On our off-days, I would go to Dunedin as I had a married sister there, and if it was a weekend, a group of us would pair off with our girlfriends and attend Joe Brown's famous town hall Saturday night dance. All in all, I enjoyed my time at Taieri and the social life when I could go to Dunedin and be with my friends.

On other off-days, I did a lot of rabbit trapping in the area where the then Central Otago railway line enters the foothills. I skinned the rabbits and sold them to a hide company - a useful addition to my finances. I used to find a lot of feral cats caught in the traps and I could not release them as they were fiery animals, no doubt an effect of the station being reduced in strength after WWII ended and servicemen being demobilised.
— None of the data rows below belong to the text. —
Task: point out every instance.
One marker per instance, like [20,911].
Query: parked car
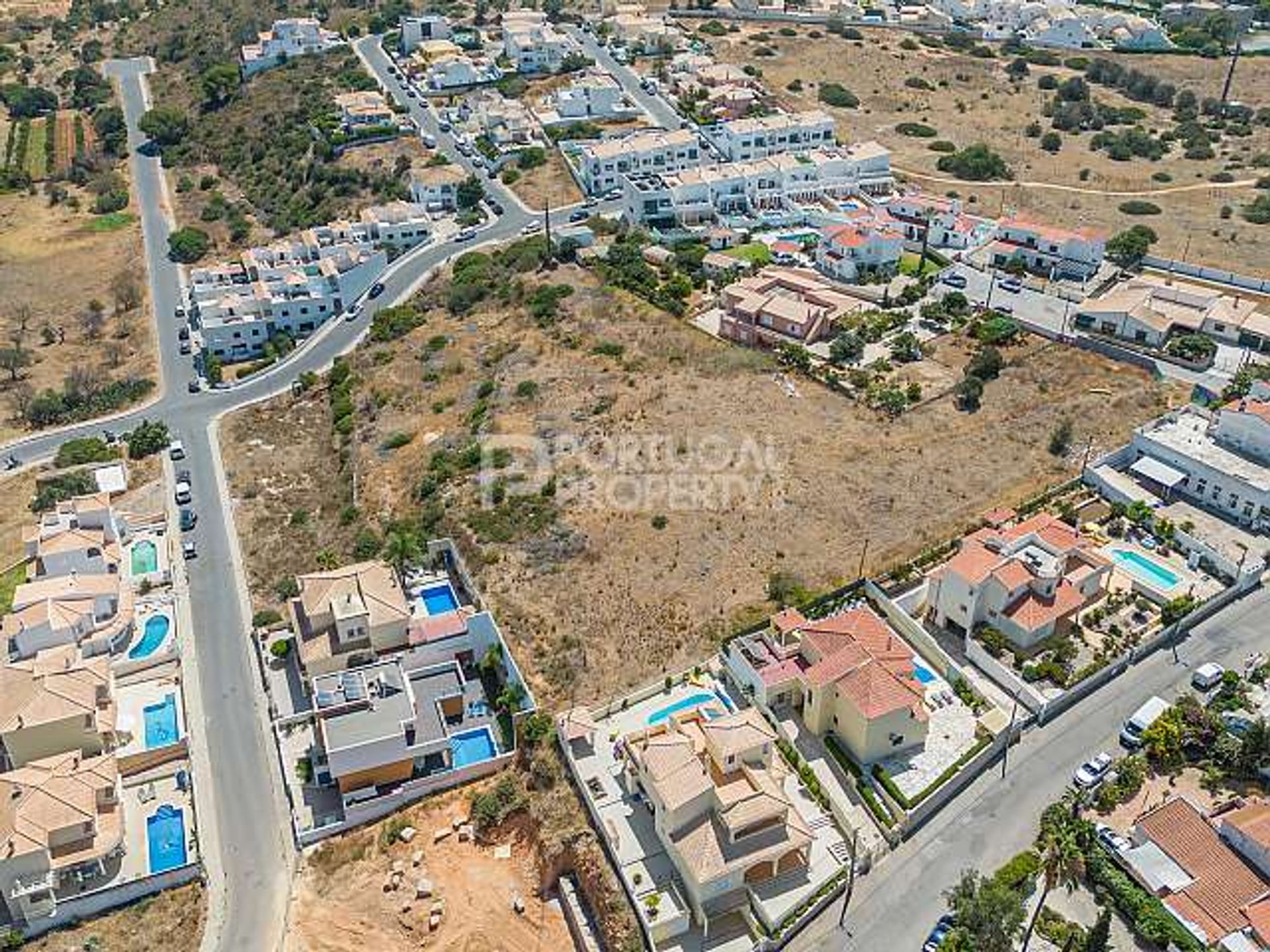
[1206,677]
[939,933]
[1133,729]
[1111,840]
[1094,771]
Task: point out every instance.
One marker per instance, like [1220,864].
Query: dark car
[939,933]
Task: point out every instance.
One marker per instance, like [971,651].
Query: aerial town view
[616,475]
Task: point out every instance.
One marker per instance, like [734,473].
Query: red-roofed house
[1202,881]
[1024,580]
[849,674]
[1044,249]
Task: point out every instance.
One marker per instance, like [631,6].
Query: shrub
[1136,206]
[837,95]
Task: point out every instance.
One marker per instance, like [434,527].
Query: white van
[1130,735]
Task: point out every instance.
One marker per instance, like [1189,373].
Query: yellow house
[55,702]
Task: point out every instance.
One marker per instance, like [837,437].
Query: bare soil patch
[970,100]
[341,904]
[624,590]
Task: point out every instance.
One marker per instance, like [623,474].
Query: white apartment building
[292,37]
[419,30]
[695,196]
[1217,460]
[534,45]
[760,138]
[603,165]
[292,287]
[1047,251]
[592,95]
[869,243]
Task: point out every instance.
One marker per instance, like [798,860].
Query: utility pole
[1010,730]
[851,877]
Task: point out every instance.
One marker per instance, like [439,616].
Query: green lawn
[908,264]
[111,221]
[9,583]
[753,253]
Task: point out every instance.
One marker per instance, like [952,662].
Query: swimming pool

I carried a .22 calibre rifle and with this I put the feral cats out of their misery.

Some of the highlights during my time there in 1947/48 were the arrival of the Bristol Freighter, the visit of General Montgomery, the flight of Mosquito bombers at the Otago Aero Club Air Pageant in 1948, the visit of a Lincoln bomber and the first twin engined jet fighter, the Gloster Meteor. Also about that time, there were the visits of the American Dakotas and the beginning of the interest in Antarctica with the setting up of the bases there. Another aspect was the use of the RNZAF to drop food and ammunition supplies to the civilian deer cullers in the back mountain country in Otago and I actually did a trip up on one of those supply drops.

I resigned from the Civil Aviation department in 1948 and returned to Nelson where my parents lived. "

In 1948, Des and John celebrated their 21st birthday. It was late, as John had been overseas at the time in Japan with J-Force.

Army career

Des joined the New Zealand Army on 8 June 1949 in Nelson, and was posted as a Private on probation at Burnham. He had attended the ATC while at high school. The Army was rebuilding after the war and needed all the men it could get. With his older brother Denis returning from the war as a hero, and several other members of the family in the services, it was an obvious choice for Des.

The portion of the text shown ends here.